Higher tariff rates do not translate into proportionally higher revenues because, as the tax rises, consumers buy fewer imports, businesses shift to higher-cost domestic alternatives, and reduce production. This dynamic response limits how much revenue tariffs can realistically generate.

Tariffs Offset the Benefits of Trump Tax Cuts

One way to understand the effects of the administration’s trade actions is by comparing them with the tax cuts in the One Big Beautiful Bill Act (OBBBA). Tariffs raise the domestic price of imported consumer goods and manufacturing inputs, which functions as a tax on US consumers and producers. Estimates from the Tax Policy Center show that this amounts to a roughly $ 2,600-per-household tax increase in 2026 (for all announced tariffs from January 20, 2025, through December 4, 2025).

Those tariff costs offset a majority of the average $3,736 tax cut Americans are projected to receive in 2026 from the OBBBA. Considering both policies together, Figure 4 shows that the bottom two income groups face a net tax increase, decreasing their after-tax income by between 1.2 percent and 0.3 percent. Middle- and higher-income Americans see small net tax cuts of between 0.3 and 0.6 percent of after-tax income. Overturning the IEEPA tariffs will allow more Americans to fully benefit from the 2025 tax cuts. 
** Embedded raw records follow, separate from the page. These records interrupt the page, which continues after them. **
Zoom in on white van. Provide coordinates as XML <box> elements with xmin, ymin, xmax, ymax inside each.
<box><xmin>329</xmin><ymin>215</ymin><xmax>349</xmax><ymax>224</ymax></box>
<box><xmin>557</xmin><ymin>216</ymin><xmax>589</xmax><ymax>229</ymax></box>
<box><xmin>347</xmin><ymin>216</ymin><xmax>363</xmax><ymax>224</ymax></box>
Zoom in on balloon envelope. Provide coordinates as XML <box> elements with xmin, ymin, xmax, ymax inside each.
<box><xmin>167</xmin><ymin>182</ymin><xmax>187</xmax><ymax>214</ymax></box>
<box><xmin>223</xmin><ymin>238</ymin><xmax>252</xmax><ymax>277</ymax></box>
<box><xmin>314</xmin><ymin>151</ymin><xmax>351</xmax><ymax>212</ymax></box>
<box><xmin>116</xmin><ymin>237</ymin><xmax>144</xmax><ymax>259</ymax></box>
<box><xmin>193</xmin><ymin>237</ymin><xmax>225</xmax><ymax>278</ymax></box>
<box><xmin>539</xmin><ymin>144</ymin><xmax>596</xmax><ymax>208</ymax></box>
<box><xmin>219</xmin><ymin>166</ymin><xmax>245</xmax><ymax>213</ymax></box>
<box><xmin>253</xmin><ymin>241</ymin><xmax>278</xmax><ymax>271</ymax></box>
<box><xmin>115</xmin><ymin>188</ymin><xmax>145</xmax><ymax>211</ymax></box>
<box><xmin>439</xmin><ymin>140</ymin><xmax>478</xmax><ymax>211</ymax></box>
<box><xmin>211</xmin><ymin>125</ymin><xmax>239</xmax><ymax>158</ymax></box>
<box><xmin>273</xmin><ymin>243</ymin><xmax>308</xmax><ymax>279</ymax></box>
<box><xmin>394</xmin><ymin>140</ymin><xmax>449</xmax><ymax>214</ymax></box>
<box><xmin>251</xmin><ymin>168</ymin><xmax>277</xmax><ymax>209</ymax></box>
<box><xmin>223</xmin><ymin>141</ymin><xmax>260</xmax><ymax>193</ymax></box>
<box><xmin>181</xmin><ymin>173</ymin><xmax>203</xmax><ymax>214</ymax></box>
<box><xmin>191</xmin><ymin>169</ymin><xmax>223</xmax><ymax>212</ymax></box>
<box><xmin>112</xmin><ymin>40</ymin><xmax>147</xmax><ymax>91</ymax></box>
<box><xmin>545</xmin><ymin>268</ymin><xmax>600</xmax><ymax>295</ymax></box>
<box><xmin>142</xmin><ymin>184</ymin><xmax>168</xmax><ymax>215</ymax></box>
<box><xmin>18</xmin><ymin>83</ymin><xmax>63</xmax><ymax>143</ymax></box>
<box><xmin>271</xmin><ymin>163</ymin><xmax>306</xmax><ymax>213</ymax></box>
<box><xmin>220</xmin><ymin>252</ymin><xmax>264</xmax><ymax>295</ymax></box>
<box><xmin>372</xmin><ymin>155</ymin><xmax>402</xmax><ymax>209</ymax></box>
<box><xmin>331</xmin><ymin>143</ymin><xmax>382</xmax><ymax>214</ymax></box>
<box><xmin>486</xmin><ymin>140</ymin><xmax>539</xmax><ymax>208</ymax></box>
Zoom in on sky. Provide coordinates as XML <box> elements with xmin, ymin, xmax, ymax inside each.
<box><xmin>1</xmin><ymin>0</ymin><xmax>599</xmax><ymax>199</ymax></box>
The same tension appears in the macroeconomic effects. The OBBBA is projected to raise long-run GDP by about 1.2 percent, but Trump’s tariffs are expected to reduce GDP by roughly 0.8 percent. Taken together, the net effect is a muted 0.4 percent increase in output, with tariffs significantly eroding the growth benefits of the underlying tax reform. 

Conclusion

The Court’s decision will have wide-ranging economic and political implications for trade policy and executive power. But it also brings important fiscal consequences. The administration has repeatedly overstated the budgetary impact of the tariffs, yet the effects are not trivial. Tariffs are, after all, an economically costly, revenue-raising tax on American consumers. Relief from the IEEPA tariffs will benefit American consumers, but risks remain that the administration will pursue similar levies through other statutory authorities.